I don't know the deal on what's happening with the White space frequencies currently. The auction was held with drum rolls and fanfare, but it's only been a few months, and these things naturally take time. I think I remember that most of the bandwidth was acquired by commercial interests like the telcos, but Google has been involved with all the negotiating and are the main backers of getting the guarantee the public will get some of the bandwidth to use as it likes. The public, of course, includes Microsoft and Google. They're gonna do something, and whatever these high-rollers do is gonna affect the cost of what we do digitally together as a country with political boundaries.
I think a big part of why Obama got elected has to do with his age and the fact that he's fairly new in the political process. The leadership of the country under the conservatives resulted in a huge slowdown of the digital world, because it represents progress and taking chances on the future, and conservatives are.... guess what... conservative. By the time they get re-elected into office (yep, it's inevitable), then whatever progress can be made in getting the United States connected digitally, government and all, that's all that gonna happen until the liberals are brought back to catch up as catch can. The WiMax technology can do that, but so can it's competition.
Maybe it'll be a combination of all the viable technologies that are being implemented now or maybe some new invention will reorganize the entire communication effort into a result that's at least three orders of magnitude mo' bettah than we can yet imagine. It won't make much difference to the old people. They're slow to adopt to the existing miracles, but as we die off and each succeeding generation is more digitally aware, then analog will only be around as a relic, like rotary-dial phones are now.
My friend Rainey is teaching an on-line basic chemistry course or at least he's trying to. It's new at his department. He seems discouraged about the software programs they're using to make it happen. They were created by Microsoft, so that's a major stumbling block. Have you ever seen the science guys on TV try to make science interesting. They patronize. They condescend. They spoon-feed science like medicine that's good for you. The very guys who would entice you to be-co-me like them are not enticing. Bill Nye is not famous for his notorious following of sexy female groupies.

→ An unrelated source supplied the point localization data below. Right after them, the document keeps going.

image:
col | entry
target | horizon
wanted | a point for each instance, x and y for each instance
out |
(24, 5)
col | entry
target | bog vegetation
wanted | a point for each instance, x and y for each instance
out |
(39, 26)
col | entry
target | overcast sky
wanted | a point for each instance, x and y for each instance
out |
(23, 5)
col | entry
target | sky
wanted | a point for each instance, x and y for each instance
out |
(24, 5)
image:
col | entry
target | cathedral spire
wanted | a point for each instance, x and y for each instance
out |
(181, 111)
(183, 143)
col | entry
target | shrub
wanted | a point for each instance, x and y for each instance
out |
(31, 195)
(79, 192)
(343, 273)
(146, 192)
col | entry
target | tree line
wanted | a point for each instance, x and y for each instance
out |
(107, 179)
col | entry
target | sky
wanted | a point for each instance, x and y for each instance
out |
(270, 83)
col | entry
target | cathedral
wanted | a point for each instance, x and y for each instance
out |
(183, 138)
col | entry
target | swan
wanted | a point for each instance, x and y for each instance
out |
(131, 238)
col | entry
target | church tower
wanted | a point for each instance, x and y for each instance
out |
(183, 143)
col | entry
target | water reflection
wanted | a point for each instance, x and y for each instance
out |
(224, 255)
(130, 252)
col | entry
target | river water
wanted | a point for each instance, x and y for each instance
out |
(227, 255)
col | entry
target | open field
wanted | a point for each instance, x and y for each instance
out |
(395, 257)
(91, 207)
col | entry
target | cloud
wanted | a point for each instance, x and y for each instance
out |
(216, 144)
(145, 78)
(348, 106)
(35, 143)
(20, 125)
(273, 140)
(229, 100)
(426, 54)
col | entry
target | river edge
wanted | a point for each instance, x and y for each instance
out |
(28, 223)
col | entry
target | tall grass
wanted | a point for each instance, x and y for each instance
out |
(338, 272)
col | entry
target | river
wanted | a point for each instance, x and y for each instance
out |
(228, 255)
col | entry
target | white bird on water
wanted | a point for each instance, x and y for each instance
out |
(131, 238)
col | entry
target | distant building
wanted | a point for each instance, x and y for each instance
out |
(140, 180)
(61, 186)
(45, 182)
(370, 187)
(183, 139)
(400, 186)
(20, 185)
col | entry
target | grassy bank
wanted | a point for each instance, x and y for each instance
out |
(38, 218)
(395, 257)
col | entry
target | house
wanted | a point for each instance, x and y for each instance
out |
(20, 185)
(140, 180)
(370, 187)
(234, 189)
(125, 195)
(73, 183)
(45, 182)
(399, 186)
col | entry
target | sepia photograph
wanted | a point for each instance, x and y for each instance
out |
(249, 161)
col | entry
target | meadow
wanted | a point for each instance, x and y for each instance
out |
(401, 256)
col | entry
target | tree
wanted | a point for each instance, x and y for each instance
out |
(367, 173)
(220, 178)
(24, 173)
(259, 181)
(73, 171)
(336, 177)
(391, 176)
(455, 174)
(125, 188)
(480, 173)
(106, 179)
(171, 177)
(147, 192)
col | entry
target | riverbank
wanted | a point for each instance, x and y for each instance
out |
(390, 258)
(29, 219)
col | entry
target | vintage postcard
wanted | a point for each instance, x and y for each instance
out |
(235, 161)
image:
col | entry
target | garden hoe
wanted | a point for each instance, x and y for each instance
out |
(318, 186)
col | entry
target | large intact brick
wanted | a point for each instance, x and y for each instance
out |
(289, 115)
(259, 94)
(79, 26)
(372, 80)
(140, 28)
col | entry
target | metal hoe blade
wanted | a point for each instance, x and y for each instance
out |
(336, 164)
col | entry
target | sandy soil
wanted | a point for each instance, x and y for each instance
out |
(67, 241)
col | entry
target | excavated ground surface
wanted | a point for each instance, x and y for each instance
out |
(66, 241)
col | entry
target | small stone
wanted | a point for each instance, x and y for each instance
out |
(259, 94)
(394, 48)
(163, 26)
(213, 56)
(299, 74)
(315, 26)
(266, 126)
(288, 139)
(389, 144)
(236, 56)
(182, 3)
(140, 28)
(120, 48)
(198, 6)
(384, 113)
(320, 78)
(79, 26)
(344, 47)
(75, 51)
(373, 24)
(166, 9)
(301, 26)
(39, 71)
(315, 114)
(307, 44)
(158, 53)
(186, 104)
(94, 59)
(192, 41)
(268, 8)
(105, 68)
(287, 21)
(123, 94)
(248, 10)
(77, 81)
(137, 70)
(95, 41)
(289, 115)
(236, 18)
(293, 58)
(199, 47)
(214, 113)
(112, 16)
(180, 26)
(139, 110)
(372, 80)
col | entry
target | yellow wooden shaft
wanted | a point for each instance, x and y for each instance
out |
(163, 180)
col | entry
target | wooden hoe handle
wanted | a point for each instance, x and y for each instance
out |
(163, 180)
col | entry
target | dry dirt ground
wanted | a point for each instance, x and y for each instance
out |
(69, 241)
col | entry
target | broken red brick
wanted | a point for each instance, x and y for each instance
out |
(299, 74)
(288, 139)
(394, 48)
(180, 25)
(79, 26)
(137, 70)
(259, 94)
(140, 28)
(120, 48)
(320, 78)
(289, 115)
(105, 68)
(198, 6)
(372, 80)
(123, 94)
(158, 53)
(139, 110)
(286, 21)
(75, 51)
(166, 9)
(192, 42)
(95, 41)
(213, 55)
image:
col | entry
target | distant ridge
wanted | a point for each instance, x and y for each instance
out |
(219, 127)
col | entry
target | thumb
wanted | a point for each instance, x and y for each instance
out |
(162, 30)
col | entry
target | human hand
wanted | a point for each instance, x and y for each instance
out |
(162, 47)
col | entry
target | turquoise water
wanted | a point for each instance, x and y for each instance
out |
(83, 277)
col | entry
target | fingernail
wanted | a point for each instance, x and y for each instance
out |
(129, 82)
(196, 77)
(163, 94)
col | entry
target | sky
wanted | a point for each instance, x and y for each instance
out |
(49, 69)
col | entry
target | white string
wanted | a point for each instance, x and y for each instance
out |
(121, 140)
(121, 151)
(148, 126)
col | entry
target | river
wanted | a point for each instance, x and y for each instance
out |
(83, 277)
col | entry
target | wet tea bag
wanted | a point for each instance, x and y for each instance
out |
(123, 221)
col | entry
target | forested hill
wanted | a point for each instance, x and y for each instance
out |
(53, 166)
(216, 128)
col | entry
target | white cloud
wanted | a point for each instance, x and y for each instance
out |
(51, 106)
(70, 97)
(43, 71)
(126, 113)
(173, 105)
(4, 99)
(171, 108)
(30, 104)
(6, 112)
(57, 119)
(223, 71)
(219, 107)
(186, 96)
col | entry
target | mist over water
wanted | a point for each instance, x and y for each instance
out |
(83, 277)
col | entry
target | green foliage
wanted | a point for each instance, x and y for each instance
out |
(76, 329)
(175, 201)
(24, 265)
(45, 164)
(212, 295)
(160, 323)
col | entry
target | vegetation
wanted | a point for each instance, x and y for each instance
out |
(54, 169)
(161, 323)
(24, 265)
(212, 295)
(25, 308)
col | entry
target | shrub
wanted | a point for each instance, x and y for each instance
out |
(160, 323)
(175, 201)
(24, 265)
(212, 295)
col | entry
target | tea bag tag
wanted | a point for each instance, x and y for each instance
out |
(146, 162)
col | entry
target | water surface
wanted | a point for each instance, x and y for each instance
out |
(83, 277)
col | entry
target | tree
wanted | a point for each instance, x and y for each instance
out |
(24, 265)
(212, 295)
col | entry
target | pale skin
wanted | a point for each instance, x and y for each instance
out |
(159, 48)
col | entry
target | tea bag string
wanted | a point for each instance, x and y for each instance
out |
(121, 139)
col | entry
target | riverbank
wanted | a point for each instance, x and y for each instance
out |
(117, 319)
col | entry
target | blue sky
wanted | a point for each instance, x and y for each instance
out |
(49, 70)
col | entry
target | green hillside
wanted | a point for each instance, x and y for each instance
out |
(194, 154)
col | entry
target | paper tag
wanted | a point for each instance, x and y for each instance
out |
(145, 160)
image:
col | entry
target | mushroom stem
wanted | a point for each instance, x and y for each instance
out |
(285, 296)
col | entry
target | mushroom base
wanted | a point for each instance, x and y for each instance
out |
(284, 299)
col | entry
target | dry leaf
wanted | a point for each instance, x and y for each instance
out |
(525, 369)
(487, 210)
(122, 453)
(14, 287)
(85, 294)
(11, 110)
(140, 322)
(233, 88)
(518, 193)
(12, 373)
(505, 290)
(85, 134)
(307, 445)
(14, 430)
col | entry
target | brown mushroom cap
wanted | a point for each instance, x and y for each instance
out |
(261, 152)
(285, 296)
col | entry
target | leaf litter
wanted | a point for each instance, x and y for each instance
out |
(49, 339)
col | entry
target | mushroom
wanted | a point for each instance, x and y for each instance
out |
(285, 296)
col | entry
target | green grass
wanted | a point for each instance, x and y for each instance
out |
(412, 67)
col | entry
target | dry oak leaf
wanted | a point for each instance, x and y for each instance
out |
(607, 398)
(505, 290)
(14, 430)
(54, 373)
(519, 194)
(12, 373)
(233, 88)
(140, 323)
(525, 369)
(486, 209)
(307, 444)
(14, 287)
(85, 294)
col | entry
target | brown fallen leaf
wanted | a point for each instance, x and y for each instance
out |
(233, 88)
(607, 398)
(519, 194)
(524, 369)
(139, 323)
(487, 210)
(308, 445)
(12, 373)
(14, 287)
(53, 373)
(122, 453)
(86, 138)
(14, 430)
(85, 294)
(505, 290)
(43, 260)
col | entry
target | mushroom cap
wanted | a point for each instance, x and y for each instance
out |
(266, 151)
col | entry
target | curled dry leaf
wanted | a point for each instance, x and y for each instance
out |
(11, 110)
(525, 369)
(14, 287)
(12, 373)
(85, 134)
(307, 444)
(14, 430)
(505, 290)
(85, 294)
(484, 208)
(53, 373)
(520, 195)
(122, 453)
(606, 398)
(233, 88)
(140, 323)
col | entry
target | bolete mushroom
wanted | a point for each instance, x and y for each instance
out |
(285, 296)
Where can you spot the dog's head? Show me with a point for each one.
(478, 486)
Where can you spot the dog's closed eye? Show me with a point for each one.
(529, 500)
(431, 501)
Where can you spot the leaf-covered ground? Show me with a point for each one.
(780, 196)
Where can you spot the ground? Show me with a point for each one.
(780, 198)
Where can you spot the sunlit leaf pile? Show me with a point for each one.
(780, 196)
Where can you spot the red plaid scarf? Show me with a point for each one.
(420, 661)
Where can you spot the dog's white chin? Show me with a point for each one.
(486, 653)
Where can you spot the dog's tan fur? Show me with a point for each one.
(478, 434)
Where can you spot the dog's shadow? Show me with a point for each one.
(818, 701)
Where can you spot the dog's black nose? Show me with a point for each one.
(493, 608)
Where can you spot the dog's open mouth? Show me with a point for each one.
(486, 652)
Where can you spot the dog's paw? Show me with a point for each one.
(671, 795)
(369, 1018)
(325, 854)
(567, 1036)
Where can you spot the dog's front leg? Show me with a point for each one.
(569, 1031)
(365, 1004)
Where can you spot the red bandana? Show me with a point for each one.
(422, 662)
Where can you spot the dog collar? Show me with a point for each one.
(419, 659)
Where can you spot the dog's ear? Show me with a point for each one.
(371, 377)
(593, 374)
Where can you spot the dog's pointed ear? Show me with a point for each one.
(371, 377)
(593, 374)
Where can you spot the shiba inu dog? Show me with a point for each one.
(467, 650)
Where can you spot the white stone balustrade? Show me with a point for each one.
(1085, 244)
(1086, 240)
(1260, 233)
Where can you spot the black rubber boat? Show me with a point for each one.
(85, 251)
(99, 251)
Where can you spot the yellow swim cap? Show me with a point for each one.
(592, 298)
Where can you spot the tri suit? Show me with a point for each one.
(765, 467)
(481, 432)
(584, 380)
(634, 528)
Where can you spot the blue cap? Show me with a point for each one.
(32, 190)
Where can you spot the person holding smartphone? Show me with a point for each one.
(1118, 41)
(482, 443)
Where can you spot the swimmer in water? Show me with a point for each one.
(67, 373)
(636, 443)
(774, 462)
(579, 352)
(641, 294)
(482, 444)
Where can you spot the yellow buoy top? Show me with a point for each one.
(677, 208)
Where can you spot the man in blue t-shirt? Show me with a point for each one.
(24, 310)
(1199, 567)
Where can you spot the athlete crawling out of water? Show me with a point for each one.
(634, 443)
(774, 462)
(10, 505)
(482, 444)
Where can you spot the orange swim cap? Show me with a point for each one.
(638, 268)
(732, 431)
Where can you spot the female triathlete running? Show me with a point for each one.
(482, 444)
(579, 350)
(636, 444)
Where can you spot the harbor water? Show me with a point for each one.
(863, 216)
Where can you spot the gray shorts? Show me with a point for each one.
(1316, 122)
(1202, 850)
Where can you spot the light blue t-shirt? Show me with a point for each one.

Why would Bill Nye's male students not notice that he is not a role model that's gonna solve anybody's sexual angst, much less their own by seeking to be-co-me like him? Young men wanna be like the bad boys who get the girls, not the flattops that preach about saving the world while they deceptively build bigger, more destructive bombs in their DARPA bought and paid-for research laboratories.
They oughta have musicians teach chemistry with long hair and pretty women clinging to their muscular thighs that the kicked-back professor has to drag around the lectern just to move or gesture. Science will never be sexy, but scientists need to hire sexy proxies to lure the lonely into their ranks. Surely nature has the equivalent of the ol' bait and switcheroo trick they can put under a microscope and learn to mimick?
Rainey might be able to make on-line science courses more successful. He seems to have all the right talents to make it happen. He's a power-user on the computer, and his new girlfriend Autumn seems to think he's sexy enough, at least for her. Rainey put me on the phone with her the other day, and though I couldn't actually see the stack of Bibles she stood on to say it over the telephone (not yet anyway), I could almost swear she swore it.